半導体冷却技術のFrore Systemsは、最大1950ワットの熱出力を発するグラフィックスプロセッサ(GPU)の冷却を可能にする「LiquidJet」コールドプレートを発表しました。同システムは、NVIDIAの次世代アクセラレータ「Rubin」など、高い発熱が予想される将来のチップを対象に設計されています。

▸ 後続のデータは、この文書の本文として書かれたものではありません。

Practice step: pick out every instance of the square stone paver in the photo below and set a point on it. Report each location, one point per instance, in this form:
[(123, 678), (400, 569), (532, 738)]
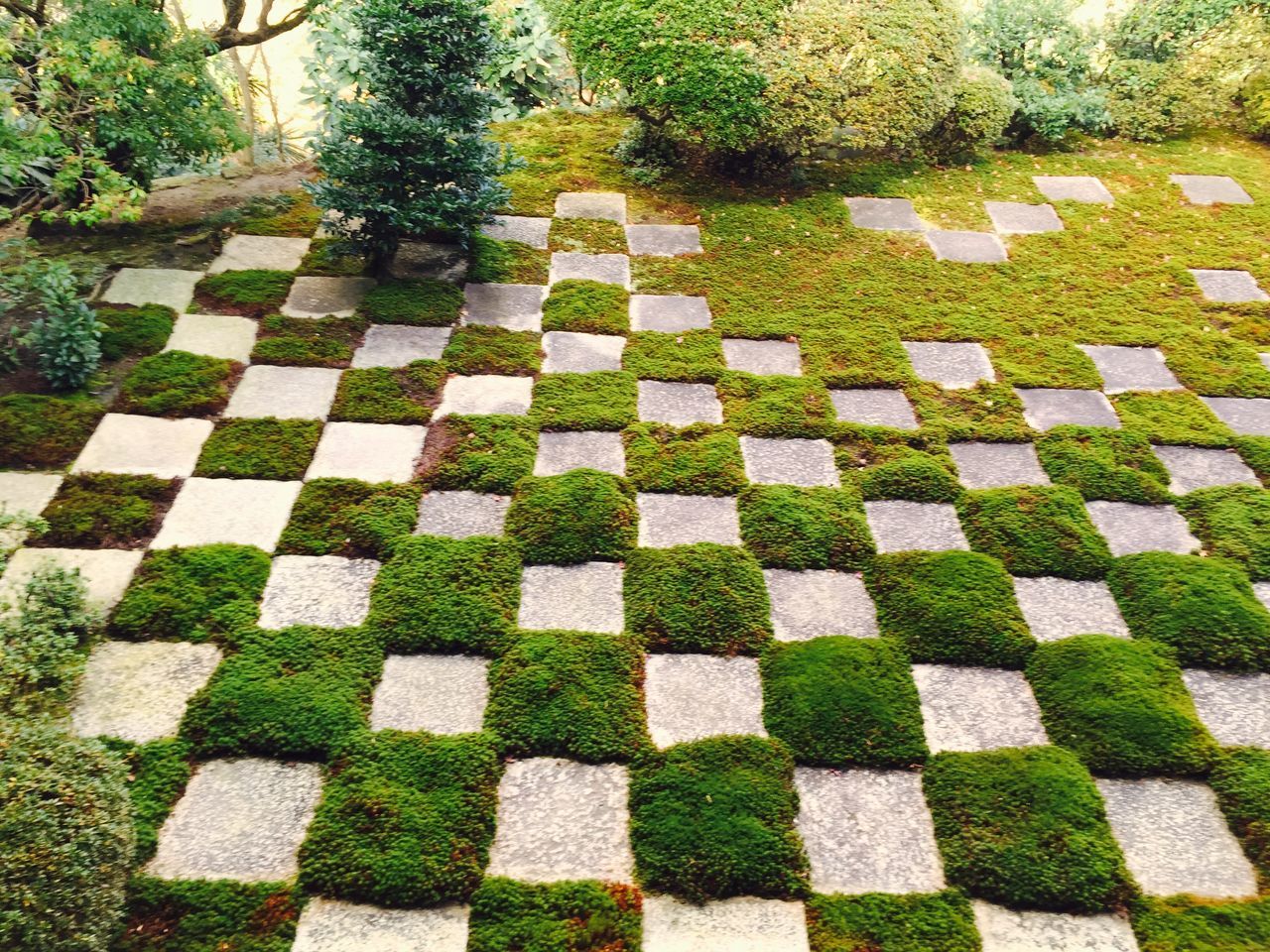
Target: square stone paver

Frore Systems、1950Wの熱出力に対応可能なNVIDIA GPU向け冷却システム「LiquidJet」を発表
著者:WCCFTECH。出典:wccftech.com

同社はCES展示会において、複数のLiquidJet構成を公開しました。その中には、リソグラフィの露光限界に達する最大サイズの2つのチップ、8スタックのHBMメモリ、入出力インターフェースを備えたNVIDIA Rubin GPU向けの構成も含まれています。デモンストレーションでは、このシステムが1950ワットの熱負荷下で、チップ温度約80.5°C、冷却液入口温度約40°Cという条件で冷却を達成しました。

LiquidJetのアーキテクチャは、三次元構造のショートループ・マイクロチャネルと指向性液体供給を組み合わせた多段冷却方式を採用しています。また、チップとコールドプレートの間の熱インターフェース材料にはPTM 7950が使用されています。

Frore Systemsは以前、最大1400ワットの熱出力を持つNVIDIA Blackwell Ultra GPUと組み合わせたLiquidJetを披露しており、従来のデータセンター向け液冷ソリューションと比較して、より低い動作温度を実現しました。

同社は、LiquidJetプラットフォームが将来的な拡張を見越して設計され、NVIDIAの将来世代アクセラレータを含む最大4400ワットのチップにも対応できる能力を有すると述べています。